Los ciclos de reproducción asistida en los que se produce un cuadro de Hiperestimulación Ovárica Contralada, ésta suele ser leve y sin repercusión sobre la paciente.

Hiperestimulacion ovaricaLa finalidad de los ciclos de reproducción asistida, mediante la fertilización in vitro, es incrementar el número de ovocitos (óvulos) a recuperar, mediante una hiperestimulación ovárica controlada con la administración de medicación subcutánea (gonadotrofinas) y, de esta forma, aumentar las posibilidades de embarazo al disponer, habitualmente, de un mayor número de embriones y poder seleccionar el mejor para su transferencia posterior al útero materno.

Los tratamientos actuales de hiperestimulación ovárica controlada pueden emplear una medicación para inducción (provocación) de la ovulación, que es la hcG (Gonadotrofina coriónica humana). Dicha hcG, en determinadas situaciones (pacientes jóvenes, delgadas y ovarios con un elevado número de folículos), es la desencadenante del Síndrome de Hiperestimulación Ovárica (SHO), no existiendo una causa conocida del mismo en el momento actual.

Cuando el SHO es precoz, está mediado por la hcG exógena (administrada con la medicación para inducir la ovulación), mientras que los casos en los que es tardío (posterior a los 10 días desde la administración de la hcG), es debido a la hcG endógena (producida durante la gestación).

Las manifestaciones clínico-analíticas del Síndrome de Hiperestimulación Ovárica aparecen de forma gradual y, en ausencia de gestación, van disminuyendo a partir de 48-72 horas, con una remisión importante con la vuelta de la menstruación.

La severidad del SHO puede ir desde un cuadro leve hasta uno moderado o severo-crítico. Dicho síndrome puede cursar con aumento del tamaño de los ovarios, distensión (hinchazón) del abdomen, incremento de los leucocitos (células de defensa), aumento de la concentración sanguínea (incremento por tanto del riesgo de trombosis), por salida de líquido de los vasos sanguíneos a los tejidos o con formación de edemas en abdomen y tórax. En los casos más graves pueden darse alteraciones en la función renal y hepática, así como hidroelectrolíticas (sodio, potasio), pudiendo aparecer también un síndrome de distrés respiratorio del adulto (dificultad para respirar).

En la mayoría de los ciclos de reproducción asistida, mediante fertilización in vitro, lo que se produce es un cuadro de hiperestimulación ovárica contralada leve sin repercusión sobre la paciente.

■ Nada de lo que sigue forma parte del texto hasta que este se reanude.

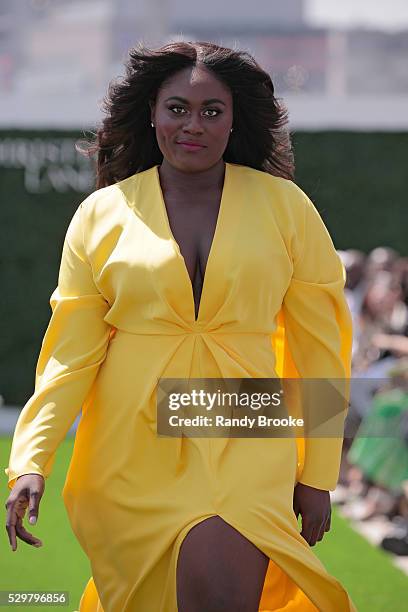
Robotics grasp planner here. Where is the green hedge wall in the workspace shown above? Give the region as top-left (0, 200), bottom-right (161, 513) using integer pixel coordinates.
top-left (0, 130), bottom-right (408, 405)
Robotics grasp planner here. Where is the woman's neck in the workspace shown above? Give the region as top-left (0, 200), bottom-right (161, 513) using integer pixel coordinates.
top-left (159, 159), bottom-right (225, 195)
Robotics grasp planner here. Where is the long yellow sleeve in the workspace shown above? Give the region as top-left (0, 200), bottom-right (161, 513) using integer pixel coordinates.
top-left (5, 200), bottom-right (112, 489)
top-left (273, 198), bottom-right (352, 490)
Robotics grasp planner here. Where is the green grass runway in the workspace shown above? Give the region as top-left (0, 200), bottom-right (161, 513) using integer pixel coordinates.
top-left (0, 437), bottom-right (408, 612)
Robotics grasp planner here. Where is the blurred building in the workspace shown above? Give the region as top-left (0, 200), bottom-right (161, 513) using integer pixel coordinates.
top-left (0, 0), bottom-right (408, 127)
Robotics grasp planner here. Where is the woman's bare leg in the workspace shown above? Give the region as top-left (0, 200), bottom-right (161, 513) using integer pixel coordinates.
top-left (177, 516), bottom-right (269, 612)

El empleo de medicamentos que inducen la ovulación, sin hcG en su composición, ha permitido casi eliminar la aparición del SHO precoz (el mediado por la medicación). Por otra parte, la mejora en la supervivencia de los embriones, con las técnicas de vitrificación actuales, permite congelar los embriones, en aquellos ciclos en los que se prevé una gran respuesta, para su transferencia en un ciclo posterior, lo que nos va a evitar el SHO tardío (provocado por la hcG que se produce durante la gestación).

En conclusión, actualmente el Síndrome de Hiperestimulación Ovárica los avances en medicina y las estrategias previamente mencionadas nos han permitido a los profesionales poder erradicar casi por completo dichas dolencias.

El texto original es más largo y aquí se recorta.